The point that everyone is trying to make is you don't need it. It won't do anything for the car.


----------



## jason bouchard (Aug 25, 2005)

*FV-QR*

well first off i may not be keeping the car stock so i may need more stoping power, and how can any one say that it wont make a difference, why would audi have given the 3.2 and the r32 bigger brakes then the 225 if the motor isnt that much faster and its only alittle heaver then the other model??
brakes are a very important thing and IMHO any amount of decrease in stopping distance is important.


----------



## Iceman18T (Mar 23, 2004)

*Re: FV-QR (jason bouchard)*

In reality, if you stick with your TT brakes, get SS lines, new fluid, rotors and something like Hawk Ceramic pads, you'll be suprised at the night and day difference your car will stop. 
I put 20th/TT/Gli front brakes on my Jetta, with Hawk Ceramic pads, SS lines and new fluid, keeping with my stock 9.2"'s in the rear, and my buddy with a 20th couldn't believe how much harder my car would brake than his, actually, the day i installed them, I had 3 buddies, each 20th owners, and they all couldn't believe it.

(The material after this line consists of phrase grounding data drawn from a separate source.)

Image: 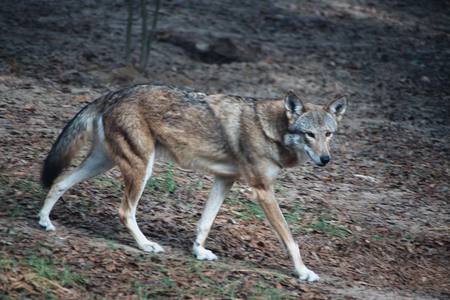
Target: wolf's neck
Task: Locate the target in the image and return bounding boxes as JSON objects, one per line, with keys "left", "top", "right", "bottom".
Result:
{"left": 256, "top": 99, "right": 300, "bottom": 168}
{"left": 256, "top": 99, "right": 288, "bottom": 143}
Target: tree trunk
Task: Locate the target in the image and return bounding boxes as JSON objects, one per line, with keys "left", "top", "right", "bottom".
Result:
{"left": 142, "top": 0, "right": 161, "bottom": 69}
{"left": 125, "top": 0, "right": 134, "bottom": 62}
{"left": 139, "top": 0, "right": 148, "bottom": 70}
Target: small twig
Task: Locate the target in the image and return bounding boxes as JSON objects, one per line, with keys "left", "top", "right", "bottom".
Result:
{"left": 234, "top": 267, "right": 288, "bottom": 278}
{"left": 25, "top": 273, "right": 74, "bottom": 297}
{"left": 410, "top": 261, "right": 436, "bottom": 274}
{"left": 355, "top": 281, "right": 379, "bottom": 287}
{"left": 429, "top": 227, "right": 450, "bottom": 232}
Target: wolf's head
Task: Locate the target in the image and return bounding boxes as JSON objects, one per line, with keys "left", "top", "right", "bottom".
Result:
{"left": 283, "top": 91, "right": 347, "bottom": 167}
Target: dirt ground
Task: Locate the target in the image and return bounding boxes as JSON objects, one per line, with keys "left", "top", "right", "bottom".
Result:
{"left": 0, "top": 0, "right": 449, "bottom": 299}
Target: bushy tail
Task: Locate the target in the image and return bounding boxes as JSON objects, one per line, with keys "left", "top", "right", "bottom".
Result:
{"left": 41, "top": 104, "right": 97, "bottom": 188}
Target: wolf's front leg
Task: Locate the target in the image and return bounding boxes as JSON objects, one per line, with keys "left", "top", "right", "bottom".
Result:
{"left": 253, "top": 186, "right": 319, "bottom": 282}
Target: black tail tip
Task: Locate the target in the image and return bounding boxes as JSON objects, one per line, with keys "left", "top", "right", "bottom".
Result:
{"left": 41, "top": 159, "right": 61, "bottom": 189}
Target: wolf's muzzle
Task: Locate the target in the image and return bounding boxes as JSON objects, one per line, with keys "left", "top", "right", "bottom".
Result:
{"left": 317, "top": 155, "right": 330, "bottom": 167}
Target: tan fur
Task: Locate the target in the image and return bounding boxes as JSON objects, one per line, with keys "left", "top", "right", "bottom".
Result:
{"left": 39, "top": 84, "right": 347, "bottom": 282}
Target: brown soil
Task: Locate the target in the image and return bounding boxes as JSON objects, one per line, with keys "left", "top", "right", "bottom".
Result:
{"left": 0, "top": 0, "right": 449, "bottom": 299}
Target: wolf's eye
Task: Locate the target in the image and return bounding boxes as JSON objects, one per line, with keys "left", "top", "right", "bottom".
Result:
{"left": 305, "top": 132, "right": 315, "bottom": 138}
{"left": 326, "top": 132, "right": 332, "bottom": 137}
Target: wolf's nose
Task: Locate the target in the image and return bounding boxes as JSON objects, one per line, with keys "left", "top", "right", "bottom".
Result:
{"left": 320, "top": 155, "right": 330, "bottom": 165}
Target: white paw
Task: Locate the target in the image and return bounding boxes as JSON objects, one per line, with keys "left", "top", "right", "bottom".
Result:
{"left": 299, "top": 268, "right": 320, "bottom": 282}
{"left": 38, "top": 216, "right": 56, "bottom": 231}
{"left": 140, "top": 242, "right": 164, "bottom": 253}
{"left": 193, "top": 246, "right": 218, "bottom": 261}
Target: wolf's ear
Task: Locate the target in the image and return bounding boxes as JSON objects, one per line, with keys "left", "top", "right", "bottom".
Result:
{"left": 325, "top": 96, "right": 347, "bottom": 121}
{"left": 284, "top": 91, "right": 304, "bottom": 119}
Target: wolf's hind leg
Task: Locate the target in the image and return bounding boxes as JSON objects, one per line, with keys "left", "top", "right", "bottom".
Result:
{"left": 117, "top": 146, "right": 163, "bottom": 253}
{"left": 193, "top": 177, "right": 234, "bottom": 260}
{"left": 39, "top": 146, "right": 114, "bottom": 231}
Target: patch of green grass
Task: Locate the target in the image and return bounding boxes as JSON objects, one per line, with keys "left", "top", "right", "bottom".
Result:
{"left": 372, "top": 235, "right": 384, "bottom": 241}
{"left": 310, "top": 218, "right": 352, "bottom": 238}
{"left": 43, "top": 289, "right": 58, "bottom": 300}
{"left": 225, "top": 189, "right": 303, "bottom": 224}
{"left": 188, "top": 260, "right": 212, "bottom": 283}
{"left": 226, "top": 197, "right": 266, "bottom": 221}
{"left": 13, "top": 177, "right": 45, "bottom": 198}
{"left": 162, "top": 276, "right": 175, "bottom": 288}
{"left": 225, "top": 196, "right": 240, "bottom": 206}
{"left": 126, "top": 258, "right": 299, "bottom": 299}
{"left": 60, "top": 266, "right": 87, "bottom": 286}
{"left": 7, "top": 202, "right": 24, "bottom": 218}
{"left": 105, "top": 240, "right": 119, "bottom": 250}
{"left": 133, "top": 282, "right": 150, "bottom": 300}
{"left": 251, "top": 283, "right": 285, "bottom": 300}
{"left": 403, "top": 233, "right": 415, "bottom": 242}
{"left": 241, "top": 200, "right": 265, "bottom": 221}
{"left": 146, "top": 176, "right": 161, "bottom": 191}
{"left": 164, "top": 163, "right": 177, "bottom": 193}
{"left": 0, "top": 254, "right": 87, "bottom": 299}
{"left": 28, "top": 256, "right": 58, "bottom": 279}
{"left": 284, "top": 206, "right": 303, "bottom": 224}
{"left": 134, "top": 253, "right": 147, "bottom": 263}
{"left": 283, "top": 206, "right": 305, "bottom": 234}
{"left": 92, "top": 176, "right": 122, "bottom": 193}
{"left": 224, "top": 279, "right": 241, "bottom": 299}
{"left": 0, "top": 257, "right": 17, "bottom": 271}
{"left": 274, "top": 182, "right": 287, "bottom": 193}
{"left": 27, "top": 256, "right": 87, "bottom": 287}
{"left": 73, "top": 195, "right": 94, "bottom": 213}
{"left": 146, "top": 163, "right": 177, "bottom": 193}
{"left": 195, "top": 179, "right": 204, "bottom": 190}
{"left": 0, "top": 175, "right": 44, "bottom": 217}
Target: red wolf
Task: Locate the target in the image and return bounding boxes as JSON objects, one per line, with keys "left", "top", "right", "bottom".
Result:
{"left": 39, "top": 84, "right": 347, "bottom": 282}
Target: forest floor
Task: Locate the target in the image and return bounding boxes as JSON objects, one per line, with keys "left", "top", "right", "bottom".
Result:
{"left": 0, "top": 0, "right": 449, "bottom": 299}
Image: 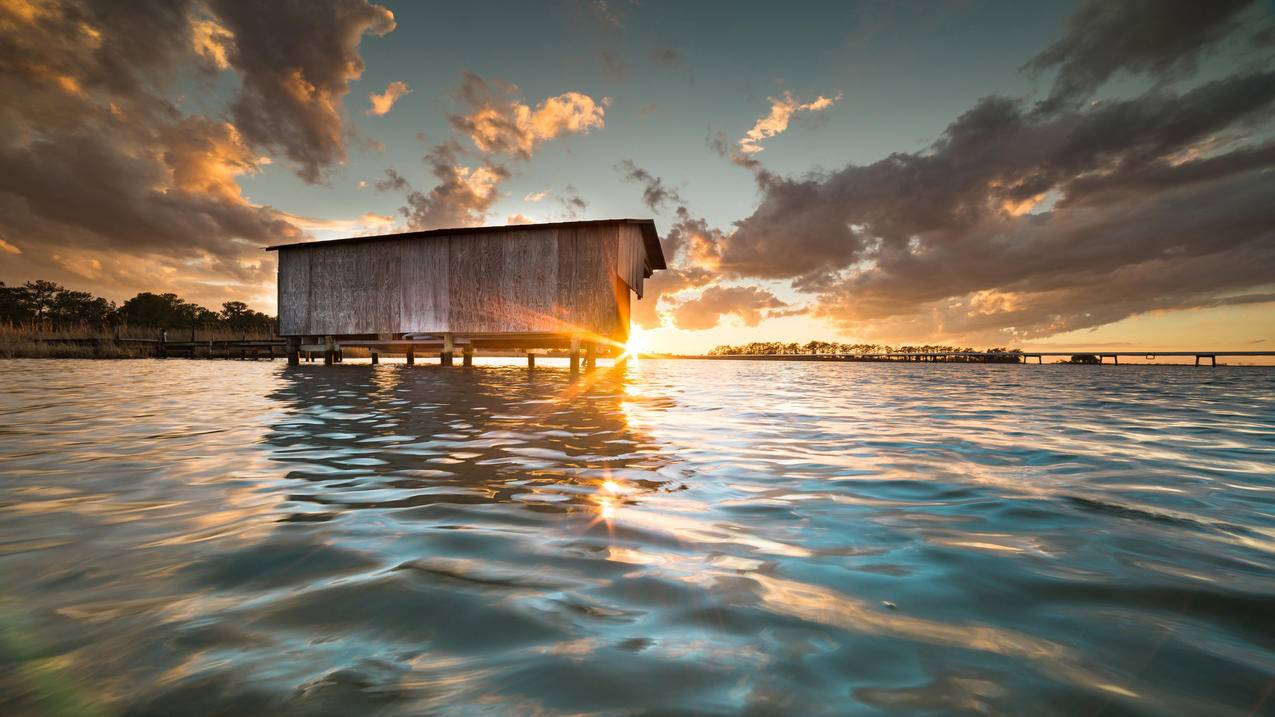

They went with me on my drive to bed the new pads.
Unless you're planning on making your TT a full track car with +350whp, you're current brake size will be more than sufficient.take the money you saved on the brakes for some BT goodies.










_Modified by Iceman18T at 3:41 PM 10-17-2008_


----------



## iamnobody1 (Oct 15, 2008)

*Re: FV-QR (Iceman18T)*

FAQ - oem factory brakes are spec'c for max vehicle road speed Germany/autobahn/inside lane -- ie: adequate pad/rotor swept area + adequate rotor mass for thermal rise w/o warping when brakes hard applied multiple times from max speed -- vag / bimmer / daimler / porsche all same policy -- max speed varies w/ specific vehicle model
DE auto industry policy
(1) ATE High Performance brake upgrade available for your ttq - take look at http://www.contiteves-am.com - maybe tirerack, other in states
(2) Hawk HPS pads - new 1-piece rotors - ATE or Brembo and caliper stiffening bushings - http://www.tyrolsport.com 
(3) flush brake fluid every 10-12 mo's - always cycle abs - always remove old reservior fluid before filling w/ new
(4) master cylinder should be "replaced" every 3-4 yrs dependent on driving conditions as thermal cycling / heatsoak is severe in awd/fwd turbo engine compartment
having 450hp on tap is one thing, sustained driving on real roadway at 135mph+ for 20min+ is quite another - hp never "tests" quality of brake system...


----------



## jason bouchard (Aug 25, 2005)

*Re: FV-QR (iamnobody1)*

wow thanks guys, what a wealth of information ; ) http://****************.com/smile/emthup.gif


----------



## czeresniak (Oct 3, 2008)

*Re: audi TT brake upgrades OEM Style (jason bouchard)*

If you don't have enough cash to do the job right then don't do it. Just put good quality pads and maybe cross drilled rotors and you'll be OK. If you try to cut corners on any German car you loose time and money.


----------



## jason bouchard (Aug 25, 2005)

*FV-QR*

putting larger oem brakes or Porsche brakes is HARDLY cutting corners. . . imo alot/ most of this big $$$ brake kits are more fashion then function.


----------



## gehr (Jan 28, 2004)

*Re: FV-QR (jason bouchard)*

Drilled rotors are a waste of money and are also just fashion! Quality brake fluid with quality pads..........even for the race track, so anything else is just to look cool!


----------